JOHANNESBURG (Reuters) - Thousands of South Africa’s Economic Freedom Fighters (EFF) protested outside the Johannesburg stock exchange on Tuesday in pursuit of working class votes for the radical leftist party ahead of municipal elections next year.
The EFF, led by firebrand Julius Malema, is looking to use the momentum built from student demonstrations last week to increase the pressure on President Jacob Zuma’s African National Congress (ANC), the anti-apartheid party of Nelson Mandela.
Malema, a former ANC youth leader, says the ruling party under Zuma has allowed a black political elite to enrich themselves while most of the country’s wealth remains with the white minority, 20 years after the end of apartheid.
“Down with capitalism! Down with the racist JSE (Johannesburg stock exchange)!” Malema told a cheering crowd of supporters dressed in red party T-shirts and waving “capitalism sucks” banners.
“You bloody racists. It is the ANC who has spoiled you. Your days are numbered,” a finger-wagging Malema shouted at a group of white businessmen standing on a balcony outside the JSE.
Only around 10 percent of the JSE is owned by black South Africans, a statistic Malema cites as a prime example of the ANC’s failure to redistribute wealth concentrated in white hands during the apartheid era.
The EFF handed a list of demands to the JSE’s CEO, Nicky Newton-King, including that all listed companies be owned 51 percent by workers and that a national minimum wage of 4,500 rand ($330) per month be implemented immediately.
“Comrade Malema, thanks for making the effort to come.
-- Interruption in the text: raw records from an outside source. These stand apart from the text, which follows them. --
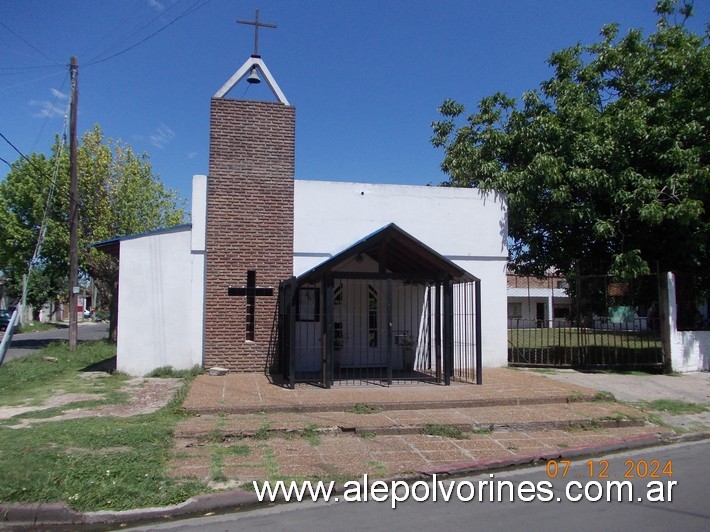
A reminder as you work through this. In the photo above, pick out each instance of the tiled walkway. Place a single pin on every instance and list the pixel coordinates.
(249, 429)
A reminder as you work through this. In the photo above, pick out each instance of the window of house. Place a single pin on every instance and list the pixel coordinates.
(515, 310)
(308, 304)
(372, 315)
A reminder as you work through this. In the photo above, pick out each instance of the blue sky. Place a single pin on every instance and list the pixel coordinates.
(365, 76)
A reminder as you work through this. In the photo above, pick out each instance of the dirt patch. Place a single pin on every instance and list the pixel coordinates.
(61, 399)
(146, 395)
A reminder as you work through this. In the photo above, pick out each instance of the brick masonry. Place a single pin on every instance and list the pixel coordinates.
(249, 226)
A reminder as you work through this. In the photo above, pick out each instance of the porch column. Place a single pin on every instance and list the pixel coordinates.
(327, 363)
(389, 331)
(448, 330)
(437, 331)
(479, 343)
(291, 306)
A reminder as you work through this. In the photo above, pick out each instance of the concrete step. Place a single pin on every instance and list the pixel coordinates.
(361, 420)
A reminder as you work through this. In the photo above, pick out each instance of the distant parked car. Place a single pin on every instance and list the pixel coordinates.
(5, 316)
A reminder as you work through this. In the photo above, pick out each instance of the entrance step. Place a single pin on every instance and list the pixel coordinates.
(365, 419)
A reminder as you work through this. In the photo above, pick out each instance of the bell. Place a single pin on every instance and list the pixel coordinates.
(253, 76)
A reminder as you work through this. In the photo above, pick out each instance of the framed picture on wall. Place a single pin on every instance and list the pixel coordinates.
(308, 304)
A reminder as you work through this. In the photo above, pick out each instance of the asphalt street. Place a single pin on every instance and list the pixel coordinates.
(27, 343)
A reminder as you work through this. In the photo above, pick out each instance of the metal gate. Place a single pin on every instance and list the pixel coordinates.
(381, 330)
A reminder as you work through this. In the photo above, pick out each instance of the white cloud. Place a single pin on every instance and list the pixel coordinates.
(162, 136)
(50, 108)
(156, 4)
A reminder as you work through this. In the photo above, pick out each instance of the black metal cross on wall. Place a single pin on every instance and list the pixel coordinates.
(256, 25)
(251, 292)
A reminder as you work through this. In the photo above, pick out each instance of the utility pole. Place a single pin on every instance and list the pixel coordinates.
(73, 207)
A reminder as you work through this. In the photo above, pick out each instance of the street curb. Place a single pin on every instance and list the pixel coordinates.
(43, 514)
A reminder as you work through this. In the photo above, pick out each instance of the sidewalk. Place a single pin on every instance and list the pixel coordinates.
(251, 429)
(246, 428)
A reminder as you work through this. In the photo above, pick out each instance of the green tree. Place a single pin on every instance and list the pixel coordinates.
(119, 195)
(607, 161)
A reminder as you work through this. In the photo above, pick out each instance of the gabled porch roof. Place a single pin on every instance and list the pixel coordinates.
(397, 252)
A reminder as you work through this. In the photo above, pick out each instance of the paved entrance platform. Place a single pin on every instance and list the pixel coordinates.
(249, 428)
(252, 392)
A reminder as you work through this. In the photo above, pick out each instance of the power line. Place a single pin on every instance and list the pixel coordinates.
(194, 7)
(40, 52)
(40, 171)
(119, 41)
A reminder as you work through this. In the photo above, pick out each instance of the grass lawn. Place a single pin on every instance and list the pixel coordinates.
(92, 463)
(572, 337)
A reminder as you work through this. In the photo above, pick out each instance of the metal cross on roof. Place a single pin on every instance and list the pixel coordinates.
(256, 25)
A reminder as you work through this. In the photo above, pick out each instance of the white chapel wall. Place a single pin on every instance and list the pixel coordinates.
(465, 225)
(155, 270)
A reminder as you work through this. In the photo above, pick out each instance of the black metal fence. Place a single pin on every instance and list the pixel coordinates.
(383, 330)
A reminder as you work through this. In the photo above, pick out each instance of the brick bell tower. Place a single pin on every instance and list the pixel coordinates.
(249, 220)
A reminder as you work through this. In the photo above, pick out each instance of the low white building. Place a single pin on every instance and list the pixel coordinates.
(162, 273)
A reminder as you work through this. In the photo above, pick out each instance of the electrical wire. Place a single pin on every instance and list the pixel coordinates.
(40, 171)
(110, 48)
(40, 52)
(194, 7)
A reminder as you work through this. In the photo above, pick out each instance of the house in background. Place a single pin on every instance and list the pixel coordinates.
(320, 281)
(537, 303)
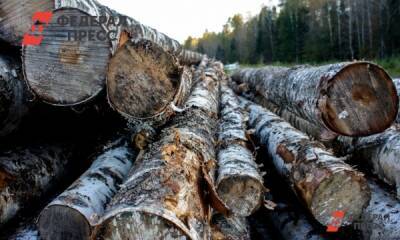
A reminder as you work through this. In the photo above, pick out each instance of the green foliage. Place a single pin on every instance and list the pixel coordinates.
(299, 31)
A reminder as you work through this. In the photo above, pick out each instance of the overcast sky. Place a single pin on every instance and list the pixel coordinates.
(182, 18)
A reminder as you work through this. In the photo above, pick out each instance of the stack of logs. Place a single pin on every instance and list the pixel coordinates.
(183, 165)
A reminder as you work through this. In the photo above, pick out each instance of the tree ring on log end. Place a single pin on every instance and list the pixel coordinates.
(340, 192)
(143, 79)
(67, 69)
(360, 100)
(139, 225)
(238, 194)
(61, 222)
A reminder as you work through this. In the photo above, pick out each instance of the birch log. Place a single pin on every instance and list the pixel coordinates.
(144, 81)
(16, 18)
(13, 95)
(325, 183)
(163, 196)
(230, 228)
(74, 213)
(397, 84)
(69, 67)
(380, 151)
(289, 218)
(380, 220)
(239, 183)
(352, 99)
(26, 174)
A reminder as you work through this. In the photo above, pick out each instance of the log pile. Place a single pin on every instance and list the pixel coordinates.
(185, 151)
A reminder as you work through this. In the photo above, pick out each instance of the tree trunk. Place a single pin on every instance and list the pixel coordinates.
(325, 183)
(292, 224)
(397, 84)
(188, 57)
(16, 18)
(230, 228)
(13, 95)
(26, 174)
(144, 81)
(239, 182)
(70, 66)
(381, 152)
(332, 97)
(163, 196)
(74, 213)
(381, 218)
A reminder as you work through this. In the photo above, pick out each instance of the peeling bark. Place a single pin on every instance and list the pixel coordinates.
(293, 227)
(352, 99)
(163, 196)
(230, 228)
(74, 213)
(68, 72)
(13, 95)
(16, 18)
(239, 183)
(325, 183)
(188, 57)
(290, 220)
(144, 81)
(26, 174)
(380, 220)
(380, 151)
(396, 82)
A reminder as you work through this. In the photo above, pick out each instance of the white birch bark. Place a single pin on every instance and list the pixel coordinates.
(322, 181)
(74, 213)
(333, 97)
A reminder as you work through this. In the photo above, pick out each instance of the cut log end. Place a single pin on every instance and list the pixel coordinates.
(340, 192)
(239, 194)
(61, 222)
(360, 100)
(64, 71)
(143, 79)
(15, 20)
(138, 225)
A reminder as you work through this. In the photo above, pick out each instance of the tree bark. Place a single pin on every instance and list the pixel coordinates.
(381, 152)
(26, 174)
(239, 182)
(74, 213)
(144, 82)
(325, 183)
(66, 69)
(333, 97)
(13, 95)
(292, 224)
(163, 196)
(381, 218)
(397, 84)
(16, 18)
(230, 228)
(188, 57)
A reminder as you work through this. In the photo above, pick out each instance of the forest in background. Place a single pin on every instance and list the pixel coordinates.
(309, 31)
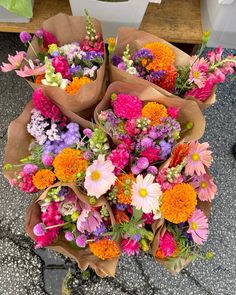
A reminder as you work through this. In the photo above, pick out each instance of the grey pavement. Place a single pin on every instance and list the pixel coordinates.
(24, 271)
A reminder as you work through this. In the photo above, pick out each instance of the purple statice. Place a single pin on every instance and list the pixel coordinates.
(116, 60)
(155, 76)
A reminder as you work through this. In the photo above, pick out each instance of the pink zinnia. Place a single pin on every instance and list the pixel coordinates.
(130, 246)
(127, 106)
(167, 244)
(202, 93)
(61, 65)
(205, 187)
(151, 153)
(198, 227)
(198, 71)
(198, 158)
(48, 38)
(14, 61)
(119, 158)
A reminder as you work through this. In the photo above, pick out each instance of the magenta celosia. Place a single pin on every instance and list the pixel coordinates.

South Africa has taken notice,” Newton-King said to jeers from the crowd.
Tuesday’s EFF march, which also stopped at the central bank and chamber of mines, was the latest sign of anti-government dissent as South Africans vent frustration at high unemployment, stretched public services and political corruption.
Malema, whose anti-Western rhetoric has growing appeal among poor voters, has pledged to nationalize South Africa’s mines and land, raising fears of the kind of seizures of white-owned farms undertaken by Robert Mugabe in Zimbabwe.
“The land of South Africa was stolen and taken through genocide,” Malema said. “We must all have a slice of this cake.”
The EFF, formed in 2013, won 6 percent of the vote at the national election last year, gaining 25 seats out of 400 in parliament, while the ANC claimed 62 percent, down from 66 percent in 2009.
Malema expects the EFF to expand its support base at municipal elections next year where the ANC will be in a close race with the main opposition Democratic Alliance in important urban areas, including the economic hub Johannesburg.
Protests by students across South Africa pressured Zuma into scrapping plans to increase university fees next year, in what was seen as a symbolic victory for the post-apartheid “Born Free” generation.